Lattice Models, Hamiltonian Operators, and Symmetric Functions

We give general conditions for the existence of a Hamiltonian operator whose discrete time evolution matches the partition function of certain solvable lattice models. In particular, we examine two classes of lattice models: the classical six-vertex model and a generalized family of $(2n+4)$-vertex models for each positive integer $n$. These models depend on a statistic called charge, and are associated to the quantum group $U_q(\widehat{\mathfrak{gl}}(1|n))$. Our results show a close and unexpected connection between Hamiltonian operators and solvability. The six-vertex model can be associated with Hamiltonians from classical Fock space, and we show that such a correspondence exists precisely when the Boltzmann weights are free fermionic. This allows us to prove that the free fermionic partition function is always a (skew) supersymmetric Schur function and then use the Berele-Regev formula to correct a result of Brubaker, Bump, and Friedberg.

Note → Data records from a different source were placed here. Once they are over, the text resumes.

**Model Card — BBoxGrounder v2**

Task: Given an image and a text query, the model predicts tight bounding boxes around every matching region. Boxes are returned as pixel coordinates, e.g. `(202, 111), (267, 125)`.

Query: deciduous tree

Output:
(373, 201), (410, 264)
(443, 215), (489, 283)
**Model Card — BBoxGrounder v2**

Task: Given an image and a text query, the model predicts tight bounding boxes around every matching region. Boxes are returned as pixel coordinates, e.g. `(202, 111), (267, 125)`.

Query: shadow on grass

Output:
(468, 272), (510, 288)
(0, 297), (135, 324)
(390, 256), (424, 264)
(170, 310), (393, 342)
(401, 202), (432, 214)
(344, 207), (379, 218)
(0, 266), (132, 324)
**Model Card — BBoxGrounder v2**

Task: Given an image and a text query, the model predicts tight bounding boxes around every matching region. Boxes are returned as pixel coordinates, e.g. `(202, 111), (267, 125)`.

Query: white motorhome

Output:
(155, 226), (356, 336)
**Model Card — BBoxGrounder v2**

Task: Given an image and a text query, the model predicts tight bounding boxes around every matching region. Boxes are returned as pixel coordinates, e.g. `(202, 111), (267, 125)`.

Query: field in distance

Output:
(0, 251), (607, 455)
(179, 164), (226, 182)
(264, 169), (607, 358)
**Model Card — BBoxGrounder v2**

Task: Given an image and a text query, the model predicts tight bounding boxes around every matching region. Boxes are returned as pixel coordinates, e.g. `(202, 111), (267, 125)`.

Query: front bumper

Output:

In this context, the supersymmetric function involution takes us between two lattice models that generalize the vicious walker and osculating walker models. We also observe that the supersymmetric Jacobi-Trudi formula, through Wick's Theorem, can be seen as a six-vertex analogue of the Lindström-Gessel-Viennot Lemma. Then, we prove a sharp solvability criterion for the six-vertex model with charge that provides the proper analogue of the free fermion condition. Building on results by Brubaker, Bump, Buciumas, and Gustafsson, we show that this criterion exactly dictates when a charged model has a Hamiltonian operator acting on a Drinfeld twist of q-Fock space. The resulting partition function is then always a (skew) supersymmetric LLT polynomial.